Earlier this week, APC submitted a letter signed by nearly 2,000 prescribers of compounded hormones to FDA Commissioner Robert Califf, urging FDA to assure continued patient access to compounded hormone therapy.

“This letter is an extraordinary demonstration of support for APC’s efforts to protect access to compounded hormones, and it’s all thanks to the APC members and partners who reached out to prescribers they worked with and urged them to sign the letter,” said APC CEO Scott Brunner. “Thank you, thank you, thank you to those members who answered our call for help on this project.”

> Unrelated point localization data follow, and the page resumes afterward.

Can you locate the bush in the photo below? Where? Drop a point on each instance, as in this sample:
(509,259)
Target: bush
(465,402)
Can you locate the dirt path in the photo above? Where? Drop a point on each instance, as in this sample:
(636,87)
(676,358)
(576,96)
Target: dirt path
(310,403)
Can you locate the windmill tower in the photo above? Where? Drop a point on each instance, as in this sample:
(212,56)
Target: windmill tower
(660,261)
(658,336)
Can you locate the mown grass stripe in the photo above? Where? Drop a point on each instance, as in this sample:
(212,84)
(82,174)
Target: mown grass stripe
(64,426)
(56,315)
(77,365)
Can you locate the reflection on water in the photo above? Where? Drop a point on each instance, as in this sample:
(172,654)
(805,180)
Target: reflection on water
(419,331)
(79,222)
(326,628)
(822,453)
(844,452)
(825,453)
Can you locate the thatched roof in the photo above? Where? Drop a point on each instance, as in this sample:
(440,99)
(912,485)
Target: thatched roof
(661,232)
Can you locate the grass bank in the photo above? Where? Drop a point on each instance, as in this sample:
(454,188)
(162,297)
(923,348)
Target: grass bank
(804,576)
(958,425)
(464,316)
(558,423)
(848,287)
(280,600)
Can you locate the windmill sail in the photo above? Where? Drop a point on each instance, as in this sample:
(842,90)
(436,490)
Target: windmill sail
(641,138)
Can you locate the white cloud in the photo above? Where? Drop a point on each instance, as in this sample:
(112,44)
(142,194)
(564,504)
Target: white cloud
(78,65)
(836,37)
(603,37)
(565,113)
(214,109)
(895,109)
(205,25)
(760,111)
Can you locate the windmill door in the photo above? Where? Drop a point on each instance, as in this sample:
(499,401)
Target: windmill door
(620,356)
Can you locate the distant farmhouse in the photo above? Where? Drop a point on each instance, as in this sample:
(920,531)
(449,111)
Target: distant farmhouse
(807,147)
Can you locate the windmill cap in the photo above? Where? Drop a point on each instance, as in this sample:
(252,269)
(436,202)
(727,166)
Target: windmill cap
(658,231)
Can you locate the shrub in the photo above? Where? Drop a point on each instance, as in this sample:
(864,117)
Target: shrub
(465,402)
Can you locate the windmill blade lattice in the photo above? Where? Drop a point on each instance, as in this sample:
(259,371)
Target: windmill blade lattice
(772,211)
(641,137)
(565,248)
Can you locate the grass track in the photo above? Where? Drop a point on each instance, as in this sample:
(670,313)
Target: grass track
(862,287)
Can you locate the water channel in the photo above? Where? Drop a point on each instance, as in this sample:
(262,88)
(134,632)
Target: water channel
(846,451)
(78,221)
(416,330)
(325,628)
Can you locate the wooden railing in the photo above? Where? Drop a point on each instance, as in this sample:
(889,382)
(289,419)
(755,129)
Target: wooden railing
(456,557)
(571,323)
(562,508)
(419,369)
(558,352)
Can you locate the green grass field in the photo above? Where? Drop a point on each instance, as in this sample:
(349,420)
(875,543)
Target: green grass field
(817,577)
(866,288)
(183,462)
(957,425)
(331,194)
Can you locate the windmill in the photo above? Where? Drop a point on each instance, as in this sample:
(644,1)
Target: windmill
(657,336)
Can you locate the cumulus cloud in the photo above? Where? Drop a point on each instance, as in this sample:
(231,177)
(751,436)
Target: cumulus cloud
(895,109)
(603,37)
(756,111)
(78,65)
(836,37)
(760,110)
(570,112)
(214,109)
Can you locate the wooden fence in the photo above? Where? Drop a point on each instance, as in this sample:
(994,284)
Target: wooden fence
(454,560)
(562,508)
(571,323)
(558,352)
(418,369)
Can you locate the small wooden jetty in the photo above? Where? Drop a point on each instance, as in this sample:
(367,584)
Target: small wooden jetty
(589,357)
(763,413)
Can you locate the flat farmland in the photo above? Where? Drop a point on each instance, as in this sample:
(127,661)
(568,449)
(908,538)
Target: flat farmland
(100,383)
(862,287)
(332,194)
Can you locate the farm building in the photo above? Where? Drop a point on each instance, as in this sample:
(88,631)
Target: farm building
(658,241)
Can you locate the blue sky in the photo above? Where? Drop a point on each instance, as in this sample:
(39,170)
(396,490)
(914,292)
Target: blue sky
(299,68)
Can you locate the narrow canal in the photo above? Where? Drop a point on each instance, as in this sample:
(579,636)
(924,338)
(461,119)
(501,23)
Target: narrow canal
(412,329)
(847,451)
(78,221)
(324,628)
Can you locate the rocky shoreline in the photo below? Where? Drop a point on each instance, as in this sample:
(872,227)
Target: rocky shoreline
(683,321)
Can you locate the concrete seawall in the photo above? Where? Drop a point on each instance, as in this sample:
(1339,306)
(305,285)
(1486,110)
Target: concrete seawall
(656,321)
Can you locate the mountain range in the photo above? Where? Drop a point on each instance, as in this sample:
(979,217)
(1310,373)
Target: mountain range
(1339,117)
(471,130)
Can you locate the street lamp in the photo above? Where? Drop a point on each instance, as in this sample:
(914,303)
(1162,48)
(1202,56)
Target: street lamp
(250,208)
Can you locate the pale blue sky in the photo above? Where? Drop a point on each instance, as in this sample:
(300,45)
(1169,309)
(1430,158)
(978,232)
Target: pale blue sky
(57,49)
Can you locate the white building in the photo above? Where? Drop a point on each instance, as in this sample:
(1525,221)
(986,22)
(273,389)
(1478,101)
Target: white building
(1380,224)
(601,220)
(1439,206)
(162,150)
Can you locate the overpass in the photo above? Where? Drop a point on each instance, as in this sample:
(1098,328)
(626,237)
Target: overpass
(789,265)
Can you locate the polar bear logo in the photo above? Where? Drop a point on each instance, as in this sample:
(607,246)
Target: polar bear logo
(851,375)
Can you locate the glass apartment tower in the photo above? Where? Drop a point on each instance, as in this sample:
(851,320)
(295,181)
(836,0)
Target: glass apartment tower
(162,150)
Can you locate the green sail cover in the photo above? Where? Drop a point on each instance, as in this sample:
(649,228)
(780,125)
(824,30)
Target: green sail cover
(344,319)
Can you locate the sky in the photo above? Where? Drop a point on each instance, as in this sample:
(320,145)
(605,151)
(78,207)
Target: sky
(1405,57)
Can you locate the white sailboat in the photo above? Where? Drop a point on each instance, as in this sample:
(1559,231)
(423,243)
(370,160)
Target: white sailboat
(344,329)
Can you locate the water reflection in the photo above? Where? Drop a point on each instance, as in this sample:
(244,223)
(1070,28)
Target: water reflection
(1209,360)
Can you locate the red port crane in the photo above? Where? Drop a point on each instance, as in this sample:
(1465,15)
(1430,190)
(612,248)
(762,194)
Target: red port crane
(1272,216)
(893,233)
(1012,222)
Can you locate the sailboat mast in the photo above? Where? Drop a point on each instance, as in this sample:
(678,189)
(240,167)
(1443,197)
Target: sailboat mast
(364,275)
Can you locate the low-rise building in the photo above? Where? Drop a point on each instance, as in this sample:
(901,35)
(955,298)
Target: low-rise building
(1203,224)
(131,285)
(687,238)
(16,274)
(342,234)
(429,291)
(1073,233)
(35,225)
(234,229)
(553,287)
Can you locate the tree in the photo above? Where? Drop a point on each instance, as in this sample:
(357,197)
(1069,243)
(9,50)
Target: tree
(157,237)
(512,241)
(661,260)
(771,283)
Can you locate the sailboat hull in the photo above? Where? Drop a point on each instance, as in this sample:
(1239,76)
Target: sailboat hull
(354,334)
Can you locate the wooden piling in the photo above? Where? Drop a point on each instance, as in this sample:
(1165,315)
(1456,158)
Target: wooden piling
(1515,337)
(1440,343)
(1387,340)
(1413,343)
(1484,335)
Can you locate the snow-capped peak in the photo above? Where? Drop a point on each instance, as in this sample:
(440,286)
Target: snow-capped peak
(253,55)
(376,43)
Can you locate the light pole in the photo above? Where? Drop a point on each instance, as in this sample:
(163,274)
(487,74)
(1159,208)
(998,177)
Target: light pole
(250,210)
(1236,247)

The letter addressed the flawed 2020 report FDA commissioned from the National Academies of Sciences, Engineering, and Medicine (NASEM), and what the repercussions would be should FDA use that report as the basis for restricting access to compounded hormones

The prescribers also noted that access to compounded medications provides the ability for them to uniquely tailor and personalize medications to meet the needs of individual patients for whom, in the prescriber’s judgment, commercially available drugs are not suited. Therefore, by implementing across-the-board restrictions on compounded hormones, the letter stated that that these would interfere with the practice of medicine and prevent them from treating their patients.

The signers closed the letter expressing support for expanded education on the use of bioidentical hormones for all healthcare practitioners involved in caring for patients, as well as creation of a reasonable, consistent framework for adverse event reporting for compounded medications.